CIBC Capital Markets has lowered its price targets on a trio of Canadian oil and gas stocks that have surged this year amid rising oil prices. The bank cites rising costs due to inflation as a concern for Cenovus Energy (CVE.TO)(CVE), Canadian Natural Resources (CNQ.TO)(CNQ), and MEG Energy (MEG.TO).
Analyst Dennis Fong says rising energy input costs, mainly the price of natural gas, has been a theme for executives on many quarterly conference calls. He expects energy-related expenses will be in focus through the end of 2022.
“Even the oil sands companies were not immune to increasing cost pressures, including labour shortages during turnarounds, rising energy input costs and the payouts of oil sands projects triggering step-changes in royalty rates,” Fong wrote in a note to clients published Tuesday.
CIBC is calling for 10 to 15 per cent cost inflation for 2023 capital spending, compared to proposed 2022 spending levels for large-cap energy companies under the bank’s coverage.
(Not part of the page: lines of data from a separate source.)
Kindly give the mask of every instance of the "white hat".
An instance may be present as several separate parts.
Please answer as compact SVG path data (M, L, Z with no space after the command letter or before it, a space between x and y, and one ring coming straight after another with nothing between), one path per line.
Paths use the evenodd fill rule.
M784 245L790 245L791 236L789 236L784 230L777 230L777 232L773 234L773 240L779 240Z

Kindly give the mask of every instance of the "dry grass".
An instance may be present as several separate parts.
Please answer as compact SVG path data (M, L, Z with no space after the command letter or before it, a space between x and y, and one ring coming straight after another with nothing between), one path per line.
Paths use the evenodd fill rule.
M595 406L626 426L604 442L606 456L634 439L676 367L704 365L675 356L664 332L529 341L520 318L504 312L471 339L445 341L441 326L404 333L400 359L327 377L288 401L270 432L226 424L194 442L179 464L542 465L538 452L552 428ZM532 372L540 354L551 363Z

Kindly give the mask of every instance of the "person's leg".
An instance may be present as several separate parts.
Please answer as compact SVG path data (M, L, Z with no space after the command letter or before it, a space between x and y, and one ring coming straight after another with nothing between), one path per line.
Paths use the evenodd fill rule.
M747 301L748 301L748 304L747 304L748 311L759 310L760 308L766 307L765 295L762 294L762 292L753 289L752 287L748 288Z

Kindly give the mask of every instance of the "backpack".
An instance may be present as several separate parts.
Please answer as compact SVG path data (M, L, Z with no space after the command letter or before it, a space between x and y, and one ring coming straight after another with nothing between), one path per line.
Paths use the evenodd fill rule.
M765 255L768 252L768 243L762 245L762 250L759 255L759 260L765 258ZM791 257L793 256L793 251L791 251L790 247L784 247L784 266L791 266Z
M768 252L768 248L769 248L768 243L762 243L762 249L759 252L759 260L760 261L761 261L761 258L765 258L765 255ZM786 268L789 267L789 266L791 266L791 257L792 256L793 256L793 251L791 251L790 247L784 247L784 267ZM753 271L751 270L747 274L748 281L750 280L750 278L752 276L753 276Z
“We believe that oil sands companies have done well thus far to moderate the impact of cost inflation given pre-planning for turnarounds, but as the costs of materials and labour increase, this should be reflected in go-forward estimates,” Fong wrote.
He highlights Canadian Natural, Cenovus, and Ovintiv (OVV.TO) among the companies that also benefit from strong natural gas prices, in addition to consuming the fuel for operations. He also notes MEG, Suncor Energy (SU.TO)(SU), Cenovus, and Imperial Oil (IMO.TO) have power generation capacity to help offset energy costs.
Fong lowered his 12 to 18-month price target for Cenovus to $32 from $34 per share, cut his target for Canadian Natural to $85 from $95, while MEG’s price target was slashed to $22 from $26. The analyst maintains an “outperform” rating on Cenovus and Canadian Natural, and a “neutral” rating on MEG.